As my regular readers know, I am not the kind of person who believes things just because a bunch of other people believe them. I ask questions, I read exhaustively and study everything I can find to study and then come to my own conclusion. Even as a kid, the idea that a guy was killed on a cross and came back to life a few days later didn’t make a whole lot of sense. I mean, he died, the stories of return are not the same, his most faithful followers didn’t recognize him, it says he came back on the “third day,” but Sunday morning isn’t three days after Friday night, blah, blah, blah. It doesn’t make sense as a journalistic report of true events.

Of course, in my adult studies of religion and in particular Jewish oral history, I learned that being “factual” was not the point.
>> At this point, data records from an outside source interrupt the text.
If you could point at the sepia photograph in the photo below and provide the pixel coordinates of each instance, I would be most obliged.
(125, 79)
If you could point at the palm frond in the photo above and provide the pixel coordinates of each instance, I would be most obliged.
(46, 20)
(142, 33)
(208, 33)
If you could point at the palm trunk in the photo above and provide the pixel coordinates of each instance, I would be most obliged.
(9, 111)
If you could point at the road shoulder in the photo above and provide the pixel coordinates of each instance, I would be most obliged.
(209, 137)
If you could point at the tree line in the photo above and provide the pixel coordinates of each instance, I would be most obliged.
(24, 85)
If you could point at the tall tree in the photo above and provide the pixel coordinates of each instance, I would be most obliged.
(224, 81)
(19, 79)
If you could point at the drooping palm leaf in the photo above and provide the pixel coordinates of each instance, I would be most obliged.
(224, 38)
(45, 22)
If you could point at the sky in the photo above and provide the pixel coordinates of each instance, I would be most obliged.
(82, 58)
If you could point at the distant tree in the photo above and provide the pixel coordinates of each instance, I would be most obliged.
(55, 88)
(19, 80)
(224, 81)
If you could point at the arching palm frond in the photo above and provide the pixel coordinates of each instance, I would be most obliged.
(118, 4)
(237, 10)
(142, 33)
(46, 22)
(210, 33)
They were much more concerned with Truth than they were with “truth,” and in that context I have been able to find depth of meaning that was missing when I was tried to analyze the cognitive dissonance of the New and Old Testaments.
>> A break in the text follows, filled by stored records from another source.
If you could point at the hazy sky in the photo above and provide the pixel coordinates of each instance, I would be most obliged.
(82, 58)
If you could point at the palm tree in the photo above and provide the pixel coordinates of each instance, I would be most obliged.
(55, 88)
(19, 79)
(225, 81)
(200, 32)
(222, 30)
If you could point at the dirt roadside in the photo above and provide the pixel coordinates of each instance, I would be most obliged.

In more practical terms, what is resurrection and why do we celebrate it every year? It kind of depends on who you are, right? Like Luke Skywalker heading into the Dark Side cave on Dagobah, we often encounter exactly what we expect to encounter in life. Easter Sunday is generally one of the two times when Christian churches experience record attendance, but are people going because it’s what they have always done and a big family meal is sure to follow, or are they there to experience their own resurrection?
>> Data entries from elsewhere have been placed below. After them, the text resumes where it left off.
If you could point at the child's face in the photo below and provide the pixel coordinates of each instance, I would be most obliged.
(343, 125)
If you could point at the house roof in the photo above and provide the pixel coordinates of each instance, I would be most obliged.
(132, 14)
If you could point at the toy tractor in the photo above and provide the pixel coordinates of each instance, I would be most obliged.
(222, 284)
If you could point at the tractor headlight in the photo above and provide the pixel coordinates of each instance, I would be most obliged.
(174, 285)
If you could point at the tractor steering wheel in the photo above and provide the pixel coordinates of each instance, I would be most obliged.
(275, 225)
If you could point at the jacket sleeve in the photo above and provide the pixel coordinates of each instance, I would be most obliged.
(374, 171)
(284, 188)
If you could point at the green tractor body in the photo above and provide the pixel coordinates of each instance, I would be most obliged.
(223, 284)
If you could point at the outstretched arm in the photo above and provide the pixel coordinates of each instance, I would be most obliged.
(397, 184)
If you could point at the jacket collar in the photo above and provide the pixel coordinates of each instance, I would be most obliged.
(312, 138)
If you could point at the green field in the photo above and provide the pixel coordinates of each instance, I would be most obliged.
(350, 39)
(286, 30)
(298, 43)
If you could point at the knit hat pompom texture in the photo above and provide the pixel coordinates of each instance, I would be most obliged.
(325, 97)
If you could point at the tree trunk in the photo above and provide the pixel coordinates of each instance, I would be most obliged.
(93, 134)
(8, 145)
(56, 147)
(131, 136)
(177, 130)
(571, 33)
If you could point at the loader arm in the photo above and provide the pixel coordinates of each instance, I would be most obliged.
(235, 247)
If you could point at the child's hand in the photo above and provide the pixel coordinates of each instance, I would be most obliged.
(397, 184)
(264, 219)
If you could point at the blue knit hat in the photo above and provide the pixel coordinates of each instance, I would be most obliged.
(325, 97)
A very good friend of mine, Heiwa No Bushi, recently reminded me of his perspective that resurrection and enlightenment are one and the same. He would know, as he combines the teachings of Jesus and The Buddha on his spiritual walk, and it’s hardly coincidental that the two go together as well as they do. If you have never encountered this, shall we say, Dyad in The Force, simply Google “Jesus and Buddha” and you will find plenty of reason to drop down that rabbit hole.

So what does it mean to become enlightened, or be resurrected? I believe the answer is very personal, and likely different for each of us. Is there some mistake from our past we have not forgiven ourselves for? Perhaps we harbor a grudge against someone who wronged us in the past? Perhaps we make the opposite mistake and focus on the future to the extent that we neglect the present? Maybe we have a demon to slay, such as drug abuse, alcoholism or even smoking. Resurrection can mean imagining a better future where we overcome such obstacles and renew our lives in the dawn of a new, powerful self image.

That’s the kind of resurrection I can really get behind!